Drug cultivation and production flourishes in Colombia, due in no small part to the presence of leftist guerrillas, who control, virtually unimpeded, about 40 percent of the entire country and are concentrated in southern Colombia, where much of the country's drug-bearing flora is grown. The largest insurgent group, the Revolutionary Armed Forces of Colombia (FARC), boasts at least 15,000 troops who regularly defeat the Colombian security forces in battle -- providing indirect protection for drug traffickers' growing and production facilities.

FARC and a smaller rebel group called the National Liberation Army (ELN) fund their insurgency in part by taxing and protecting the drug trade. Kidnapping and extortion are their other main sources of income, and human rights violations against civilians are common. Official peace talks between the FARC and the government began in January, but little progress has been made because the guerrillas haven't taken the process seriously. Few people in Colombia are sympathetic to the guerrillas these days.

But the civil war has not brought out the best in the Colombian security forces, either. Human rights organizations have long criticized the military and police for carrying out a "dirty war" -- killing, torturing and abducting people with real or perceived links to left-wing guerrillas. Civilians unlucky enough to live in a village suspected of harboring insurgents have been the most frequent targets, although street children, drug addicts, prostitutes and transvestites have borne the brunt of "social cleansing." And Colombia's security forces are committing these human rights violations with training and equipment supplied courtesy of U.S. taxpayers.

The State Department reports that the involvement of the security forces in such abuses has actually declined in recent years, particularly since a notorious Army intelligence unit was disbanded in May 1998. But the decline has been accompanied by a significant increase in human rights violations perpetrated by paramilitary death squads.

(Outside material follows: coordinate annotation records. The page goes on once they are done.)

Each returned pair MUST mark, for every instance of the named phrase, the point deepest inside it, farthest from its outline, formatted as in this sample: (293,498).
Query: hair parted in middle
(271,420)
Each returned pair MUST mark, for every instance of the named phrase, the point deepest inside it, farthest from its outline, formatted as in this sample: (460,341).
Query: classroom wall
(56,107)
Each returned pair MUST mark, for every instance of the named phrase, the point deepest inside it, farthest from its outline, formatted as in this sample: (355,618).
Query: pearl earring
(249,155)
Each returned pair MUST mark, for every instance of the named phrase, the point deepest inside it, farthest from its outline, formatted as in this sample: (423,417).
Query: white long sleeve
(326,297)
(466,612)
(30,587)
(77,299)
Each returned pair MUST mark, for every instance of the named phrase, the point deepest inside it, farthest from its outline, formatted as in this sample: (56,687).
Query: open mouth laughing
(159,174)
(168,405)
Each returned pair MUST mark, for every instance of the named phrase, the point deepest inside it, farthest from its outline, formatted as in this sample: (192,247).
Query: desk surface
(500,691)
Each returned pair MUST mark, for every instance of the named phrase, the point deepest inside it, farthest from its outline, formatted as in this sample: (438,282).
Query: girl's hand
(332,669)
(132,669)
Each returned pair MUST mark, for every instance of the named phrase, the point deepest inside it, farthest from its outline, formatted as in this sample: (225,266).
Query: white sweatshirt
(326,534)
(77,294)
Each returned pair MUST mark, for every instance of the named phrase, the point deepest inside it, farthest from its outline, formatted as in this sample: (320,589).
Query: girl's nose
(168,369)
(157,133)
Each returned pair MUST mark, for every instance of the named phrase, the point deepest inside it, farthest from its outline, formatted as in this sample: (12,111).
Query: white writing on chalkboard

That's no coincidence. For decades, Colombian security forces have worked hand-in-hand with paramilitaries, who also oppose insurgent guerrillas -- supplying personnel, intelligence, "black lists" and even backup on the battlefield. But public criticism and a law passed by Congress withholding U.S. aid from human rights violators have made the Colombian government sensitive to allegations of abuse. The result: "Now the paramilitaries do their dirty work," says Robin Kirk, Colombia researcher for Human Rights Watch. The dirty war has been outsourced.

Over the next few weeks, as Congress debates proposals for increasing military aid, human rights workers say lawmakers should keep these links in mind.

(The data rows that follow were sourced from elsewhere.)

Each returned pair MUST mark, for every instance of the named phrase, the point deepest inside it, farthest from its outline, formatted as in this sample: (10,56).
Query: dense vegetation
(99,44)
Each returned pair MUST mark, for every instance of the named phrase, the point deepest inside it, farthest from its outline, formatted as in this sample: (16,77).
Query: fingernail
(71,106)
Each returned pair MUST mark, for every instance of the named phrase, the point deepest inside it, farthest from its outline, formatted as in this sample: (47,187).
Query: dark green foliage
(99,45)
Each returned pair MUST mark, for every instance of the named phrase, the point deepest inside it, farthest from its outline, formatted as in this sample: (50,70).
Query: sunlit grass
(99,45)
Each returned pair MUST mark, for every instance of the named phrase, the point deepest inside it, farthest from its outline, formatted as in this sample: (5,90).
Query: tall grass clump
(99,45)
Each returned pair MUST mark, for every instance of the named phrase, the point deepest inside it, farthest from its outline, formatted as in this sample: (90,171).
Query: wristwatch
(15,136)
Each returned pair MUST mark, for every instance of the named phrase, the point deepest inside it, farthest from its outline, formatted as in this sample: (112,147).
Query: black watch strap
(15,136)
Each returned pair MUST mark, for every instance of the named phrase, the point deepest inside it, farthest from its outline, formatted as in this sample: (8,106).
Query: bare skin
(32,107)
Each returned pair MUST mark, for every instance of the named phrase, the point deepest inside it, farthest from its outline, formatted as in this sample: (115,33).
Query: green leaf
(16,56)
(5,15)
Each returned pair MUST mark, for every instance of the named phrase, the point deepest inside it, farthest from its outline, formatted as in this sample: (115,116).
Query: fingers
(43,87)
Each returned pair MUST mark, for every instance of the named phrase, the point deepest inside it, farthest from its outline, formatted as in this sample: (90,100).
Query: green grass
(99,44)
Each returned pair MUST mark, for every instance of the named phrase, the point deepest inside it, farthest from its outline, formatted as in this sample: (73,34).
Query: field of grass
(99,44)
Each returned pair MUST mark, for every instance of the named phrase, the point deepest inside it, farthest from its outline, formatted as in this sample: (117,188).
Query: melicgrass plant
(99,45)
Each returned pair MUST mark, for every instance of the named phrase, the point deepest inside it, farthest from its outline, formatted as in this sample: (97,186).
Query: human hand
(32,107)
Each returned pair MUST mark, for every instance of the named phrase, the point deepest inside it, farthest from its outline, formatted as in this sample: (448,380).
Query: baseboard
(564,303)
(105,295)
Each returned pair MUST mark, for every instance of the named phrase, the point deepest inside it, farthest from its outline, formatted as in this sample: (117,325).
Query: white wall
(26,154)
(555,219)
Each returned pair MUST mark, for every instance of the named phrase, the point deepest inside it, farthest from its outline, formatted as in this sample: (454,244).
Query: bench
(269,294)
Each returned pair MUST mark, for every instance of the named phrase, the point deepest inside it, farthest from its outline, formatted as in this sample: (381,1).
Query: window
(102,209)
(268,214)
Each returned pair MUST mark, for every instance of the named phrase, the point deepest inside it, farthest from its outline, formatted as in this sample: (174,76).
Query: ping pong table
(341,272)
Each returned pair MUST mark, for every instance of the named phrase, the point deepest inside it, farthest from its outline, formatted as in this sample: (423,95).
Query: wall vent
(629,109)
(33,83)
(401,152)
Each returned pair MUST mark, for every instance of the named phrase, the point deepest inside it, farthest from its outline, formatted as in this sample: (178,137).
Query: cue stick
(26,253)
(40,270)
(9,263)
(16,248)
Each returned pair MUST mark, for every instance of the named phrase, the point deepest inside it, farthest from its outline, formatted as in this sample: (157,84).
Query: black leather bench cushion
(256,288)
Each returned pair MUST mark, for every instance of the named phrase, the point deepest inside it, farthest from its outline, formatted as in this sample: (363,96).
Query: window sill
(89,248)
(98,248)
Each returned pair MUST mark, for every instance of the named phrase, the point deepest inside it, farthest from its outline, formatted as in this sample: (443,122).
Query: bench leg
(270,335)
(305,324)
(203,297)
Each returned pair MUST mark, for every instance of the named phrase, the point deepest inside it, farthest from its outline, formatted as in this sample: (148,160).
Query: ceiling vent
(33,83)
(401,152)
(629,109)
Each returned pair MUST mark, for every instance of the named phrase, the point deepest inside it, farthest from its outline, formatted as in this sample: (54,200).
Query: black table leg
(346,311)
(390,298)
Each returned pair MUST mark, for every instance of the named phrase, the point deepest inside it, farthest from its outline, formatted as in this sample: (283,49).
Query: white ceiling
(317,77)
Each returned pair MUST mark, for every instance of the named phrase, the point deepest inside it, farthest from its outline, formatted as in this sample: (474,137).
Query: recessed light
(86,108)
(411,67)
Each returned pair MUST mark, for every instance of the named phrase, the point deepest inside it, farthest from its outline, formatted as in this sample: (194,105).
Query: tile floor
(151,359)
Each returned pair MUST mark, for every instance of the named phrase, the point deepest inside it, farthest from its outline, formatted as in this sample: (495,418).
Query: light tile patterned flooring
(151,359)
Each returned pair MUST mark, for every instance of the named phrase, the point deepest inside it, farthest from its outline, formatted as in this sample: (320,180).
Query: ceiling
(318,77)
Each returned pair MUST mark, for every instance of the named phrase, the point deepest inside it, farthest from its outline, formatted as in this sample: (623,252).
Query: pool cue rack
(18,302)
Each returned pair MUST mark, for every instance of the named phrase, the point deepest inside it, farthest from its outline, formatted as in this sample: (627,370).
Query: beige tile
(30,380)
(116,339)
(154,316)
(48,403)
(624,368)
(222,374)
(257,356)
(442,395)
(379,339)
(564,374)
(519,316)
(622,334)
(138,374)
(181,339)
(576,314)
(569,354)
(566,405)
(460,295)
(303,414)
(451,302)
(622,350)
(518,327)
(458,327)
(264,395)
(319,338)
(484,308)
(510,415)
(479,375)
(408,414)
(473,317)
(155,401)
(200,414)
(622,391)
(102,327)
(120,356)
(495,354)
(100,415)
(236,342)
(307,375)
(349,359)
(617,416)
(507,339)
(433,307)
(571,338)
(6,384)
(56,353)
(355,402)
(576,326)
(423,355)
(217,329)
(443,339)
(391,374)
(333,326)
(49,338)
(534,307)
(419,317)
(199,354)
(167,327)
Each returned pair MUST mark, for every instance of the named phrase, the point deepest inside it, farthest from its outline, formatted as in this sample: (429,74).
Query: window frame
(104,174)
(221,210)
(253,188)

"There are mountains of evidence" of collaboration, says Carlos Salinas, Latin America advocate for Amnesty International. "And it happens to this day," he adds, citing a June incident when FARC guerrillas attacked a region controlled by Carlos Castaqo, the notorious leader of a right-wing paramilitary alliance, and the Colombian army airlifted soldiers to the region to combat the guerrillas. Congress' own research service published a report last month noting that such collaboration continues.

"The only people who don't seem to know about it are Colombian and U.S. officials," Amnesty's Salinas says.

Another chilling specter haunting military-centric aid proposals is that paramilitary groups have proven ties to the drug trade. The Drug Enforcement Administration last winter identified Castaqo himself as a trafficker. Castaqo has even admitted he has accepted money from coca growers, although he insists he is not a drug trafficker. "It's the money that finances the FARC," he told a reporter for the Colombian daily El Espectador. "I have to take that money from the FARC and finance myself."

That's why winning the war against the guerrillas -- whether on the battlefield or at the negotiating table -- will do little to stem the flow of drugs into the United States. The drug trade is notoriously resilient. The guerrillas are just the traffickers' "defenders of the moment," as the Center for International Policy's Isacson puts it. Get rid of the guerrillas tomorrow, and the drug lords will simply create their own private armies, as they did in the 1980s. Or maybe they'll offer Castaqo the job.

Increasing U.S. aid to Colombia's military without a plan to deal with the paramilitaries amounts to giving the death squads a free lunch. Even providing assistance only to battalions whose members have been vetted for past human rights abuses and paramilitary links -- as has been proposed -- will not prevent future abuses unless Pastrana also gets serious about prosecuting those who violate humanitarian law. And the proposals currently on the table in Washington would do little to help him do so.

"The United States," says Isacson, "is about to make an enormous mistake."